De plus, n’oublions pas que l’agriculture est très dépendante de l’énergie pour sa production (serres, engrais, machines). Citant l’institut technique ARVALIS, Bruno Parmentier nous rappelle que :
"Dans un champ de blé d’un hectare en culture intensive, on utilise 300 à 400 litres d’équivalent pétrole pour produire les engrais utilisés, plus 50 à 90 litres pour les épandre (…). Les 640 000 exploitants agricoles français dépensaient environ 400 millions € pour leurs besoins énergétiques ; une hausse de 10% du prix du baril de pétrole entraîne une baisse de 0,5 % du revenu agricole."
L’agriculture devra non seulement dépenser moins d’énergie, mais en produire davantage pour remplacer les énergies fossiles. Elle devra faire face à des menaces nouvelles : plus de chaleur à cause du réchauffement climatique mais également une remontée des insectes et des bactéries.
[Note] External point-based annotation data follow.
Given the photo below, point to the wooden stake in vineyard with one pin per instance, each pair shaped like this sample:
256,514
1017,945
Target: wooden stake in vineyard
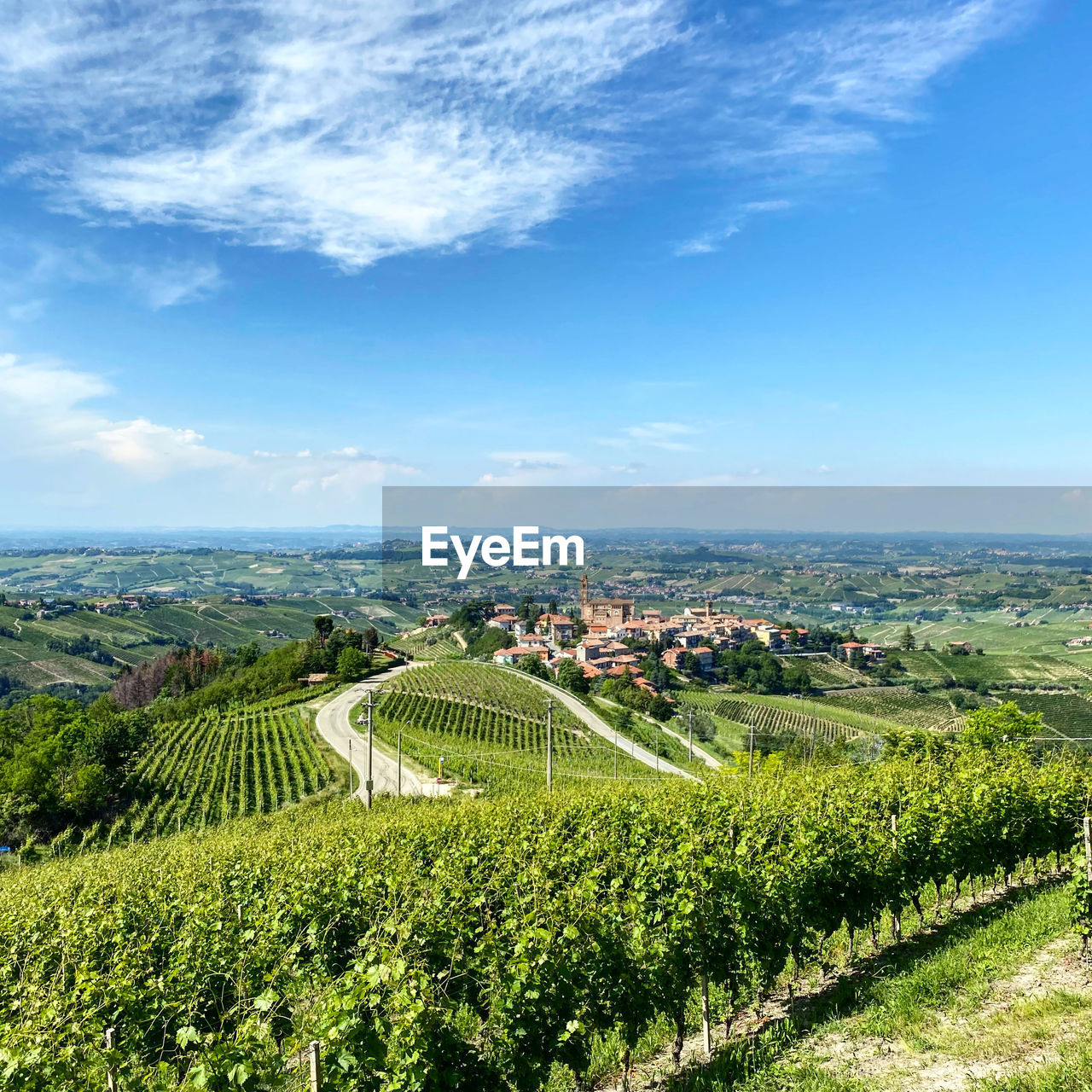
112,1077
369,784
706,1025
549,745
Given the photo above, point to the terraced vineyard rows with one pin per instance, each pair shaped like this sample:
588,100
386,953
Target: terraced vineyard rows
218,767
825,671
769,720
428,644
1066,714
897,703
491,728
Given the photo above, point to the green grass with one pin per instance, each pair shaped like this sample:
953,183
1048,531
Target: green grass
926,998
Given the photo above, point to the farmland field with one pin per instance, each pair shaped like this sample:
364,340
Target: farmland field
392,937
897,703
1065,714
213,768
491,728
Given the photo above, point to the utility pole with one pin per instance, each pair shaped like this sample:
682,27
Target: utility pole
112,1077
369,784
549,745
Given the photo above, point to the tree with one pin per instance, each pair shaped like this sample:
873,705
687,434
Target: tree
534,666
323,627
351,664
987,726
572,676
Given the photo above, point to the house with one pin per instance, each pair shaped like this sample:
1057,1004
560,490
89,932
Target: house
675,658
620,670
604,612
512,656
557,627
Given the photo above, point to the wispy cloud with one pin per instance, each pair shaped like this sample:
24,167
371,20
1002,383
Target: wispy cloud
176,283
354,130
662,435
359,131
157,283
49,413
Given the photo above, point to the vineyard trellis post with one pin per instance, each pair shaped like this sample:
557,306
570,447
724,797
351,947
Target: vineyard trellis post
549,745
112,1077
896,916
369,784
706,1025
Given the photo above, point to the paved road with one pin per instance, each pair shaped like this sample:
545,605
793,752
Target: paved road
334,724
601,728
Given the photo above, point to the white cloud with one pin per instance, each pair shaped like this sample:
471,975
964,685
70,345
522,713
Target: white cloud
47,414
663,435
31,311
164,283
354,130
176,283
363,130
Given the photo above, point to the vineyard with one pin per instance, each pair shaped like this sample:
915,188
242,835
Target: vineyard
428,644
205,771
785,717
897,703
825,671
1065,714
483,944
491,729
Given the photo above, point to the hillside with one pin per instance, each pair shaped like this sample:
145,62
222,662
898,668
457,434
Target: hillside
496,944
31,653
490,725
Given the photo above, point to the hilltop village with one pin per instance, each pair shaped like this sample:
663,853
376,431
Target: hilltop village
608,639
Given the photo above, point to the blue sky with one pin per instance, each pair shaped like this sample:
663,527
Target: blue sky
260,258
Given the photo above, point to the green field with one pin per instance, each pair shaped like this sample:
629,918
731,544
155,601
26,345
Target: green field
999,670
1065,714
140,635
491,728
213,768
897,703
522,943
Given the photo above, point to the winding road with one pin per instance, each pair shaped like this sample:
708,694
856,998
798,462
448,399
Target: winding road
601,728
334,726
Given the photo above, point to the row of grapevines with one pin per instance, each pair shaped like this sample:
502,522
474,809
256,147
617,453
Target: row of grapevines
474,944
217,767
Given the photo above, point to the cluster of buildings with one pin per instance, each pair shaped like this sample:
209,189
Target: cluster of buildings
701,632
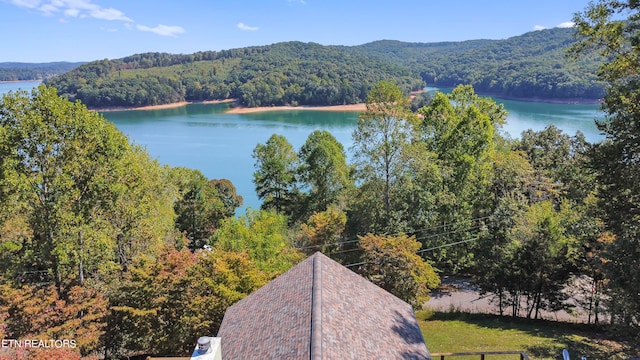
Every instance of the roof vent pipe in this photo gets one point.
(207, 348)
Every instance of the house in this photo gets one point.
(319, 309)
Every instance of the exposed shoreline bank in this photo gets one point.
(160, 106)
(247, 110)
(347, 108)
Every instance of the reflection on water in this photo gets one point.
(203, 137)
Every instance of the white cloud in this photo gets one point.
(73, 8)
(108, 14)
(72, 12)
(31, 4)
(85, 9)
(164, 30)
(243, 26)
(567, 24)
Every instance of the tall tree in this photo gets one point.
(275, 175)
(612, 28)
(323, 169)
(61, 160)
(391, 262)
(200, 208)
(264, 235)
(384, 131)
(459, 131)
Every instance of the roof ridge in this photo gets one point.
(316, 308)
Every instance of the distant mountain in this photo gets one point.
(17, 71)
(533, 66)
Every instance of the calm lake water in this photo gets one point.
(220, 145)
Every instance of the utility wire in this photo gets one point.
(423, 250)
(416, 231)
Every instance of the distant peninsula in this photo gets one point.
(19, 71)
(530, 66)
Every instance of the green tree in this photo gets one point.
(165, 303)
(264, 235)
(384, 131)
(459, 132)
(612, 29)
(61, 161)
(200, 208)
(323, 231)
(323, 170)
(275, 175)
(391, 262)
(561, 158)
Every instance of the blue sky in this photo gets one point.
(85, 30)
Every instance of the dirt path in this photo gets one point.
(457, 293)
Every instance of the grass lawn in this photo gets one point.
(461, 332)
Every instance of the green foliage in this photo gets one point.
(37, 312)
(12, 71)
(539, 339)
(275, 176)
(257, 76)
(323, 231)
(611, 29)
(165, 304)
(200, 206)
(383, 133)
(459, 131)
(532, 65)
(391, 262)
(61, 161)
(264, 236)
(323, 170)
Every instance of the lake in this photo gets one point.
(203, 137)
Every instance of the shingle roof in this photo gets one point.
(321, 310)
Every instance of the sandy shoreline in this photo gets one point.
(161, 106)
(246, 110)
(240, 109)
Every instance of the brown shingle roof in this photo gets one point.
(321, 310)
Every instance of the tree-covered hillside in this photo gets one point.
(293, 73)
(533, 65)
(16, 71)
(286, 73)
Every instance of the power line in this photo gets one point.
(415, 231)
(447, 245)
(428, 249)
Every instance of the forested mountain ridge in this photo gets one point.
(17, 71)
(533, 65)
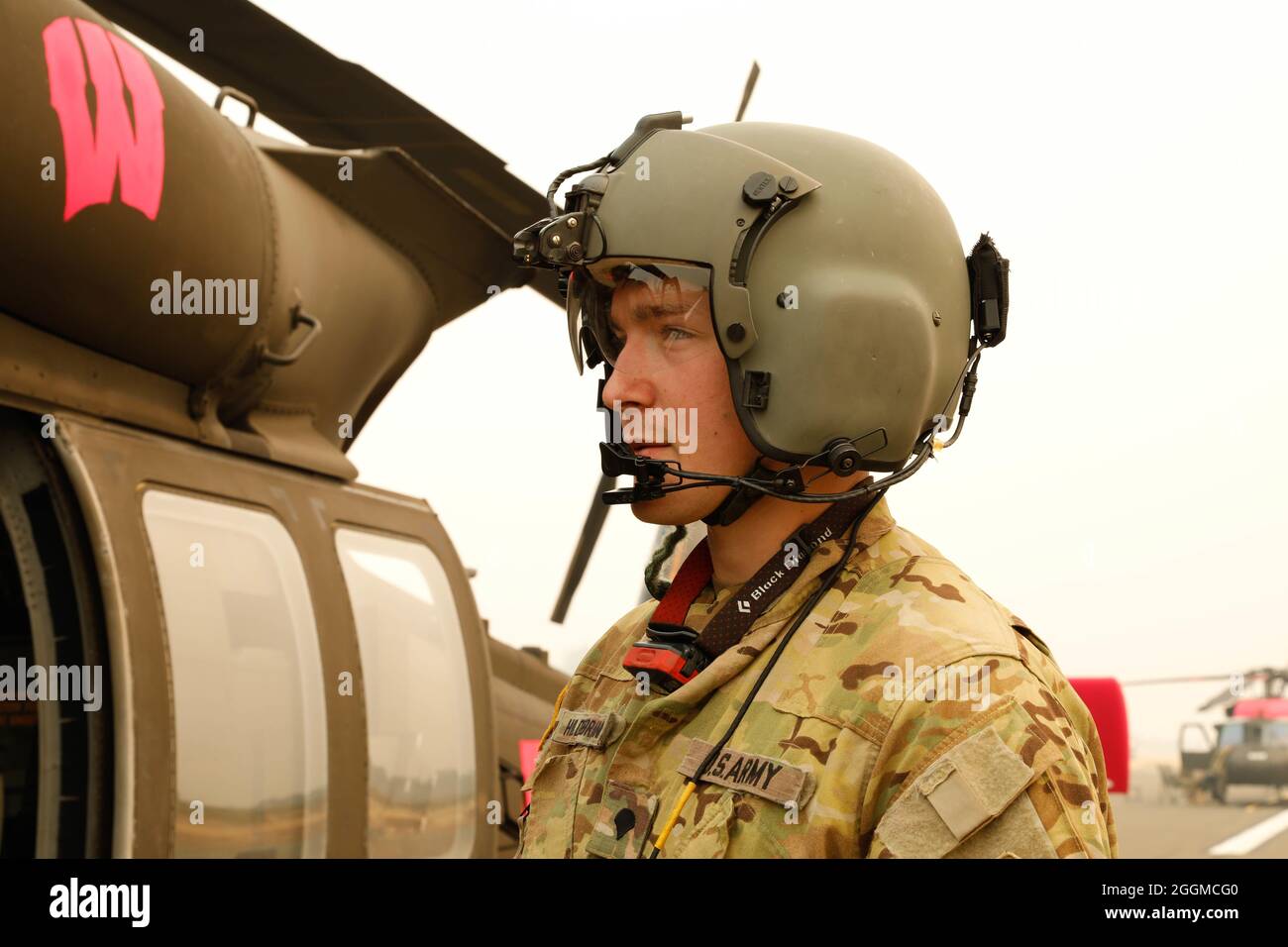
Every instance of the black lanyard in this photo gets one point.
(735, 617)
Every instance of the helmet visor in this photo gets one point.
(657, 308)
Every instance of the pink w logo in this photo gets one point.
(93, 159)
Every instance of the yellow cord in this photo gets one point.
(675, 814)
(554, 718)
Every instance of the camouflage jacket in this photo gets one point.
(911, 715)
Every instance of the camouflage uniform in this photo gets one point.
(848, 750)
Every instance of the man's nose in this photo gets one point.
(626, 386)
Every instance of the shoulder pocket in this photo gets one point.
(962, 789)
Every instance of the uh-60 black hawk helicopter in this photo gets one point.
(194, 322)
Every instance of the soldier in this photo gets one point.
(815, 681)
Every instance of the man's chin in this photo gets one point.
(679, 509)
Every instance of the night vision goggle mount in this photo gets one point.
(561, 241)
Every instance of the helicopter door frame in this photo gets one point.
(111, 468)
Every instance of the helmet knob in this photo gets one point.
(842, 458)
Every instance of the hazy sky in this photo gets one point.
(1119, 484)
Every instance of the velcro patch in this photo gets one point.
(761, 776)
(584, 728)
(970, 785)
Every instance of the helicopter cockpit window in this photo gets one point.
(420, 719)
(250, 723)
(1275, 733)
(1232, 735)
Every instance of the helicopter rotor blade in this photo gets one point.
(590, 531)
(746, 91)
(334, 103)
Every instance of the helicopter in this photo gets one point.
(1247, 749)
(292, 663)
(215, 641)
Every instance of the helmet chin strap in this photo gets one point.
(649, 474)
(739, 499)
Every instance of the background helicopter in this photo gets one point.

L’auteur passe ensuite en revue les grands thèmes actuels comme la biologie et les opportunités ouvertes par les OGM, les aspects de commerce international ainsi qu’un aspect relativement intéressant : les relations entre agriculture, agroalimentaire et grande distribution. Prenons là encore deux exemples du livre. Le premier concerne la comparaison Mexique / Etats Unis pour la production de maïs : en 2000, le secteur du maïs américain a reçu 10 milliards de dollars de subvention, soit dix fois la totalité du budget agricole du Mexique. En conséquence, le maïs cultivé au Mexique est remplacé par celui des Etats-Unis, 2,5 à 3 millions d’ouvriers agricoles perdent leur emploi en moins de 10 ans, et quand arrive la crise de 2007, la hausse du prix du maïs fait baisser de 18% le niveau de vie des ouvriers. Second exemple sur la concentration des acteurs de la chaîne alimentaire : pour un prix payé par le consommateur de banane de 1,5 à 3€, le producteur touche 5 centimes. La valeur ajoutée n’est ainsi plus captée par l’agriculture.
Je passe sur les aspects très intéressants du « Qui nourrira qui au XXIème siècle » pour aller directement vers les solutions prônées par l’auteur. Bruno Carpentier insiste sur l’importance du soutien à la politique agricole qui est en fait une politique d’alimentation ou encore une aide au pouvoir d’achat des consommateurs. Le budget de la PAC, certes critiqué (39% du budget européen), ne représente en fait qu’à peine 1/6 du budget français. Si les subventions aux exportations des pays riches (exemple du coton) déstabilisent les pays pauvres, d’autres soutiens indirectes comme l’aménagement du territoire, l’environnement peuvent être intégrés. Citant l’ancien ministre Edgard Pisani, il conseille de retourner à une politique de « vrais » prix des produits agricoles (baisse des subventions), incluant les aspects alimentaires, ruraux et environnementaux. Enfin, dans une postface très intéressante, faisant suite aux pénuries et spéculations des années 2007/2008 (qui semblent certes bien loin de nous en 2016), il liste un certain nombre de préoccupations nouvelles mais aussi de pistes comme celle de l’agriculture à haute intensité environnementale, sur laquelle nous aurons l’occasion de revenir.
Vous l’aurez donc compris à la lecture de cette chronique touffue, au risque d’être désordonnée, ce livre est une excellente entrée en matière pour quiconque s’intéresse au sujet. Agrémenté d’encarts, de tableaux, il présente les enjeux de façon très pédagogique. Comme le précise Bruno Parmentier :
"L’auteur choisit de ne pas prendre parti, préférant concentrer son effort sur l’alerte et l’éclairage des citoyens et des décideurs."